Today is International Women’s Day, a celebration of the achievements of women. It is also another day of Afghan women and girls living under Taliban rule, fearful of which freedoms will be stripped from them next. For decades, women’s rights in Afghanistan have been a continuing challenge of deadly and far-reaching consequence. After their 2021 takeover, the Taliban have established a diplomatically isolated regime with reactionary policies toward women that violate fundamental human rights. They have issued dozens of edicts targeting girls’ and women’s rights and complicating the delivery of humanitarian aid to the starving population dependent on it. The Taliban’s actions have outraged the international community and transformed Afghanistan into an extreme conservative theocracy.

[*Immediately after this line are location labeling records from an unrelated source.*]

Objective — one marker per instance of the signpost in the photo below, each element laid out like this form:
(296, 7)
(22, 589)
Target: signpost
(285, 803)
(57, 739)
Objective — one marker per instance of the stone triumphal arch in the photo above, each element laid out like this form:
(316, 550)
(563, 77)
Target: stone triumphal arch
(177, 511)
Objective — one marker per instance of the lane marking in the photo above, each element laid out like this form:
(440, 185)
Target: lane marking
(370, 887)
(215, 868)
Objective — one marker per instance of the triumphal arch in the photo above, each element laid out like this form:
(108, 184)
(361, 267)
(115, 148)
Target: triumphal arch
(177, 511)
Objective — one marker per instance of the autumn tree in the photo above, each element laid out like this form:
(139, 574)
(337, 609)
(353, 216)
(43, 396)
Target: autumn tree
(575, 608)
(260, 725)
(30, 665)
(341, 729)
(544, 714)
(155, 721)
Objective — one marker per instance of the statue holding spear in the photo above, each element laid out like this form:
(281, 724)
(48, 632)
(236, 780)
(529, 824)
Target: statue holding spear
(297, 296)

On this International Women’s Day, let Afghanistan serve as an urgent reminder that the security of women and girls is paramount to the stability and future of all nations. If we are to see Afghanistan survive, it will happen only through the restoration of women’s rights. An attack on our human rights in Afghanistan is a threat to women’s rights everywhere.
Afghanistan’s neighbors China and Iran recently issued statements urging an end to the restrictions on women’s work and girls’ education. There are few issues that China, Iran and the West can agree on, but this is one. No other country in the world bans women and girls from education. Yet in my country, Afghanistan, it has been over a year since girls attended secondary school, and now they are also banned from universities. In Afghanistan, if a woman goes outside, she must cover her face, stay out of most public space and have a male chaperone, or a “mahram,” to escort her at all times.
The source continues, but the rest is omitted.